Por 26,2 milhas (lá, km é raridade) há gente gritando para incentivar. Se os próprios americanos consideram o público da Maratona de Boston o mais entusiasmado dos EUA, que sou eu para negar. Qualquer referência ostentada pelo corredor é motivo. Escreva seu nome na camisa e você vai ouvi-lo um sem número de vezes durante as horas em que estiver correndo. Com sotaques diversos. Se quiser fazer populismo barato, embarque na rivalidade entre os times de beisebol de Boston e Nova York e corra com uma camisa branca, escrito em vermelho ‘Red Sox’. Ou, ainda melhor, ‘Yankees suck’. Capaz de você completar a prova nos braços de bostonianos mais exaltados.

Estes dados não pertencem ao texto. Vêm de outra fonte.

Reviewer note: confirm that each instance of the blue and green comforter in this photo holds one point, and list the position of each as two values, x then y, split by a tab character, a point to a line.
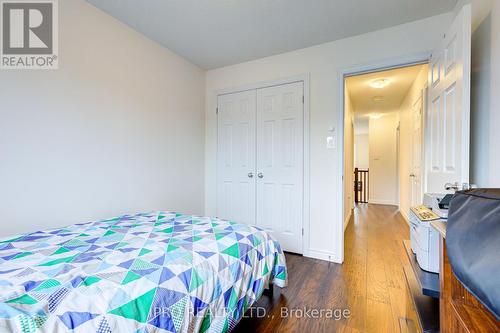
153	272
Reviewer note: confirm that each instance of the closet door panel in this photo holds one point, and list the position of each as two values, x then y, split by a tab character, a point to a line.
280	155
236	157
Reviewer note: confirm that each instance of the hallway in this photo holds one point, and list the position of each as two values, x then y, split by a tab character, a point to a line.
370	283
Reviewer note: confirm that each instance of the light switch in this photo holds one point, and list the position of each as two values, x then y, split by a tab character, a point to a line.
330	142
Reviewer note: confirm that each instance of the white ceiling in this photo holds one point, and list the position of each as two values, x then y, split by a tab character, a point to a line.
362	94
217	33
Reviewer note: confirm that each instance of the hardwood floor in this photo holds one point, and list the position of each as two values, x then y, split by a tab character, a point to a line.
370	284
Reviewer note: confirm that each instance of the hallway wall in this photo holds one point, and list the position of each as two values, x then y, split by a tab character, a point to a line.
383	159
406	128
361	151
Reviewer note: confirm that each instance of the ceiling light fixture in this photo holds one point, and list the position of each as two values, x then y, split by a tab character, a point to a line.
379	83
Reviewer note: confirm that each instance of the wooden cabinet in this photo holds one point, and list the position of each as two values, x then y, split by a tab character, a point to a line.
460	311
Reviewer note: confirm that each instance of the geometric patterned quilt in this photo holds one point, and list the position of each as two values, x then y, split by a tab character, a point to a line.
150	272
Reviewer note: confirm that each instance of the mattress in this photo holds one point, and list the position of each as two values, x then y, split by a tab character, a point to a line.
150	272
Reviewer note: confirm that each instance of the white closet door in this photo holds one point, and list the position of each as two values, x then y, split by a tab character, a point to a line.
448	114
236	157
280	155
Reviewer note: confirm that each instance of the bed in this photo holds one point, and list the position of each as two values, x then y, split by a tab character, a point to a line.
150	272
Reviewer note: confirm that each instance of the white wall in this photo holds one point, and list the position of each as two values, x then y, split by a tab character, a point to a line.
348	158
323	63
119	128
361	158
406	122
485	96
382	137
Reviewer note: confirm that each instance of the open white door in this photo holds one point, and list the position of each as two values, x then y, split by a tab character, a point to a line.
236	157
448	112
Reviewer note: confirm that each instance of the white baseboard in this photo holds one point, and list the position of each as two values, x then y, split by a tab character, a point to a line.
348	219
382	202
322	255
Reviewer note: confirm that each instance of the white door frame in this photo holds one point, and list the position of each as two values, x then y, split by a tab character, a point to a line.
305	78
376	66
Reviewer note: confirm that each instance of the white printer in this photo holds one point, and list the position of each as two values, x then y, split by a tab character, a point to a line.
424	238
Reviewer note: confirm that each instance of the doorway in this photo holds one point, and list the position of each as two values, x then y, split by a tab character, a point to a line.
262	155
383	133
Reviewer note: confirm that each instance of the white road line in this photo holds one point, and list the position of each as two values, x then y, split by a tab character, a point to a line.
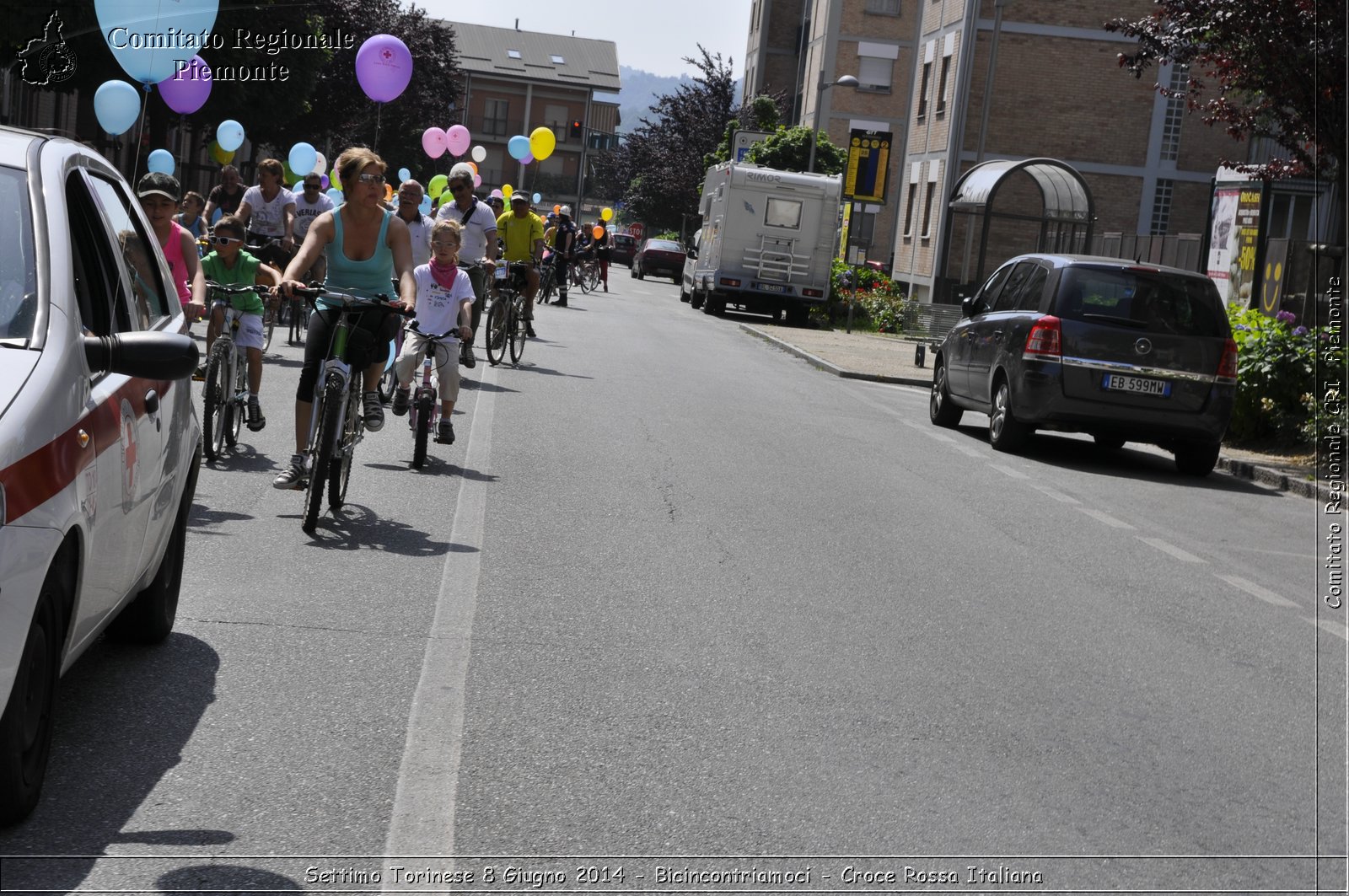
1009	471
1166	547
422	819
1256	591
1056	494
1328	625
1104	517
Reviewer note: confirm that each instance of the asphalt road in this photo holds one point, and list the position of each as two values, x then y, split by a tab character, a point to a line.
674	593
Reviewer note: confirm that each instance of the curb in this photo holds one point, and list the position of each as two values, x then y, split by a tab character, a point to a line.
1240	469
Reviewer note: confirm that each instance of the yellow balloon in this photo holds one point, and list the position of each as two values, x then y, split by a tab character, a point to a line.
541	143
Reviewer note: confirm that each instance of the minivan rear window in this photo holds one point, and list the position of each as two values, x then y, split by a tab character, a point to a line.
1143	300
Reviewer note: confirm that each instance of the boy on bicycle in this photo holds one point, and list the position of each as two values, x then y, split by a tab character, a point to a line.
229	265
444	294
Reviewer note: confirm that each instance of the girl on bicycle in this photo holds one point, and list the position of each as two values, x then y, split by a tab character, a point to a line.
444	294
228	265
366	246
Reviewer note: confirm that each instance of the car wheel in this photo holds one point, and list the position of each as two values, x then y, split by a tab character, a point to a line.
26	723
941	408
1197	458
1005	431
148	619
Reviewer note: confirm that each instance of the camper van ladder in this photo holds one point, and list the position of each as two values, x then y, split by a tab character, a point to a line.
776	260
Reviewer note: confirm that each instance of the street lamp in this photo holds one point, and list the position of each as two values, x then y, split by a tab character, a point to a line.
846	81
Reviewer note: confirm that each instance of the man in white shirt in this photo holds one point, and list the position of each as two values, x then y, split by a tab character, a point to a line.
478	255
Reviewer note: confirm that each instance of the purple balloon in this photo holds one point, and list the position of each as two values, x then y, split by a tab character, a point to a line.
384	67
186	89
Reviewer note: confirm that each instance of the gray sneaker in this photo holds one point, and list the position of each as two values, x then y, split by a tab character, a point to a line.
292	476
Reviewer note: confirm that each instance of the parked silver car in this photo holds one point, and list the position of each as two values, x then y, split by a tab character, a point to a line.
99	440
1120	350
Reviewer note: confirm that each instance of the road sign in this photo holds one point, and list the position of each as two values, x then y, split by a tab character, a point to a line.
868	166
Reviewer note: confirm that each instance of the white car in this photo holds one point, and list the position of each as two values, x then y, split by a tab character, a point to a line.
99	440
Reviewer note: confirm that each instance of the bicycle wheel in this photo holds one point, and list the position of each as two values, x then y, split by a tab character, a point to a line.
517	330
422	431
213	415
331	408
498	319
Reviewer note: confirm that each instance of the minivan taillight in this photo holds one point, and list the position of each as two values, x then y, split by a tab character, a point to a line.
1045	341
1228	366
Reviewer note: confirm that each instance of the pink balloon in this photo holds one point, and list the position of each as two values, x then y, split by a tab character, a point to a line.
433	142
186	91
384	67
458	139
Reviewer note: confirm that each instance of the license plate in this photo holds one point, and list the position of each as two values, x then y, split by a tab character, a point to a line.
1137	385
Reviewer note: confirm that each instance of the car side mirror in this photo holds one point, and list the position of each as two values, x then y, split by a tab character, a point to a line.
148	355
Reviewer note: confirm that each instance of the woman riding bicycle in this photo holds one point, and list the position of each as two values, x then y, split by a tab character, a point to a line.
366	244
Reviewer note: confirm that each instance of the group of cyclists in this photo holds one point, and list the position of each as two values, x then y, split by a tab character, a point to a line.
440	267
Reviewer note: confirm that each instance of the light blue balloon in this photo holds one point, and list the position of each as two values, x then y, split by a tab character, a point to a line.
519	146
161	161
148	38
229	135
303	158
116	105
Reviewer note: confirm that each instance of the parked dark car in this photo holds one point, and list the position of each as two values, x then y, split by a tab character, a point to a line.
658	256
622	247
1077	343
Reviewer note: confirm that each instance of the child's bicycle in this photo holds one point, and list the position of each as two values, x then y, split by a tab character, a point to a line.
226	389
424	409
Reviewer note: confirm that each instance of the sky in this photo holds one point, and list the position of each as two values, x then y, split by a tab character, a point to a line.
653	37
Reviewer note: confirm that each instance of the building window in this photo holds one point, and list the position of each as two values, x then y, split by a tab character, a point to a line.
1175	114
874	74
1162	207
927	209
941	84
494	116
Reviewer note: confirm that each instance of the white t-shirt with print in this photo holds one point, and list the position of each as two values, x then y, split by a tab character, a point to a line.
307	212
438	308
269	217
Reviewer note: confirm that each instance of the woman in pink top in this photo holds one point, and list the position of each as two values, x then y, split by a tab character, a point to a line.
159	195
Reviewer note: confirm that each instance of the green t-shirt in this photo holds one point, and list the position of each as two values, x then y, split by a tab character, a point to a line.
519	235
243	273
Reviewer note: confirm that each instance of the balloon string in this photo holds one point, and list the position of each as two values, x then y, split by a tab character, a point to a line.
141	127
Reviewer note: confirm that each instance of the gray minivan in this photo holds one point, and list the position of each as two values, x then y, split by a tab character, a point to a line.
1105	346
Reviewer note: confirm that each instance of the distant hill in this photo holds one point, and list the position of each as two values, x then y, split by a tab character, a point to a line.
640	92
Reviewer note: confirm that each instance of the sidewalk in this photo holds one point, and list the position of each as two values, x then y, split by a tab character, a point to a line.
889	359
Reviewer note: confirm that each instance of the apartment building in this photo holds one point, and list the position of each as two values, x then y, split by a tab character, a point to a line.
981	80
516	81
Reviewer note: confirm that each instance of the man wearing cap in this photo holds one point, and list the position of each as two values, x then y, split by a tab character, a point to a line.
524	235
564	247
478	254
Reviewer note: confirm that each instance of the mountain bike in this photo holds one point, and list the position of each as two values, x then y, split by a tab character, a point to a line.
506	325
425	404
337	421
226	389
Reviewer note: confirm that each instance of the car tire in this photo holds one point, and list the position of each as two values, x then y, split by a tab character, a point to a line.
943	412
1005	431
1197	458
26	723
148	619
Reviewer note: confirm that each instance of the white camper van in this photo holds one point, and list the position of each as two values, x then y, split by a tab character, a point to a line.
766	242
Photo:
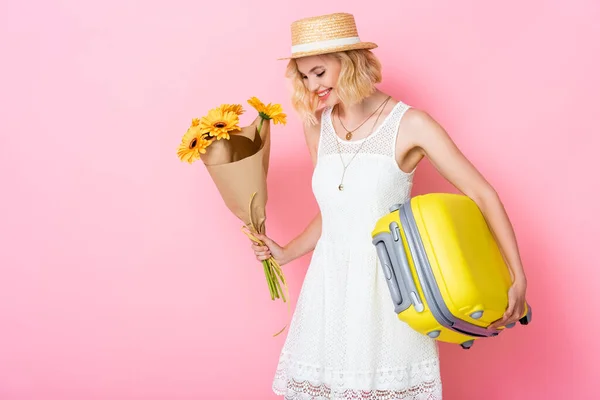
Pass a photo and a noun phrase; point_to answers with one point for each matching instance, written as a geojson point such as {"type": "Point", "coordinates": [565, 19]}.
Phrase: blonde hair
{"type": "Point", "coordinates": [360, 71]}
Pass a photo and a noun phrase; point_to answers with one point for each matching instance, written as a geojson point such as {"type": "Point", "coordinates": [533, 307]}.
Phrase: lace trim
{"type": "Point", "coordinates": [388, 384]}
{"type": "Point", "coordinates": [305, 390]}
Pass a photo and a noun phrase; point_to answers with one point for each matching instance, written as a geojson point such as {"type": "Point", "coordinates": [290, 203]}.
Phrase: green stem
{"type": "Point", "coordinates": [269, 279]}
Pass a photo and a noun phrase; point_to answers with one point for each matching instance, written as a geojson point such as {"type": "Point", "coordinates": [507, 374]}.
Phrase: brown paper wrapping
{"type": "Point", "coordinates": [239, 168]}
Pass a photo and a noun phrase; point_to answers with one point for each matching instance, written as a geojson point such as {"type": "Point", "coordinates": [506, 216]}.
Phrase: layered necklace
{"type": "Point", "coordinates": [349, 136]}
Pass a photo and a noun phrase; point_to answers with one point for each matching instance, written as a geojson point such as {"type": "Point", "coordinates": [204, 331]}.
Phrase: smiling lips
{"type": "Point", "coordinates": [323, 94]}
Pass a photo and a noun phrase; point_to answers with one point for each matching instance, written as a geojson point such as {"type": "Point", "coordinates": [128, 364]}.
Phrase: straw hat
{"type": "Point", "coordinates": [325, 34]}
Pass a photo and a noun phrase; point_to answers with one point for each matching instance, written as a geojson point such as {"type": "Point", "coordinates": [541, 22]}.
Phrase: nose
{"type": "Point", "coordinates": [313, 86]}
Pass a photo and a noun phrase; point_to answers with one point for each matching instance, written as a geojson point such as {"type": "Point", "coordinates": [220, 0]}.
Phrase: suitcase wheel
{"type": "Point", "coordinates": [527, 318]}
{"type": "Point", "coordinates": [434, 334]}
{"type": "Point", "coordinates": [467, 345]}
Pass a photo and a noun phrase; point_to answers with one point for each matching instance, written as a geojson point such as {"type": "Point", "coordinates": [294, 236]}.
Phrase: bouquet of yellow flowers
{"type": "Point", "coordinates": [237, 160]}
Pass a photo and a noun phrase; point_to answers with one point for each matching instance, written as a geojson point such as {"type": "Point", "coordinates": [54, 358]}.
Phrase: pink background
{"type": "Point", "coordinates": [124, 277]}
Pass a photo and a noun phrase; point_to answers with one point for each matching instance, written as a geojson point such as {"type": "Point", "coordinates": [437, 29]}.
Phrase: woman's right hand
{"type": "Point", "coordinates": [270, 248]}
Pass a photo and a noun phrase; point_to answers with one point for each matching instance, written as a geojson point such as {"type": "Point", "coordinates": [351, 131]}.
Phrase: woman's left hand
{"type": "Point", "coordinates": [516, 306]}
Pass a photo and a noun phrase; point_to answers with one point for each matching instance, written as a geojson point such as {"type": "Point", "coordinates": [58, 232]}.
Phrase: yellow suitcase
{"type": "Point", "coordinates": [445, 272]}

A metade do percurso é em Wellesley, onde há o Wellesley College of Liberal Art, conceituado centro universitário para mulheres. As alunas (são cerca de 2500 matriculadas) se empilham na grade que ladeia o trajeto e ficam gritando tresloucadamente, como se estivessem vendo passar o ídolo pop da adolescência. É o ‘túnel do grito’ de Wellesley. Meio quilômetro antes já é possível ouvir os berros. Também faz parte da tradição que segurem cartazes pedindo beijos aos corredores. “Kiss Me” é o mais comum. Mas há outros impagáveis: “Será meu primeiro beijo”, “Beijo asiático” (há muitas estudantes orientais), “Beije-me. Sou veterana”, “Beije-me. Sou Democrata”. E não são poucos os corredores que, pulmão forte, carne fraca, atendem aos pedidos das moçoilas. Alguns, de várias delas.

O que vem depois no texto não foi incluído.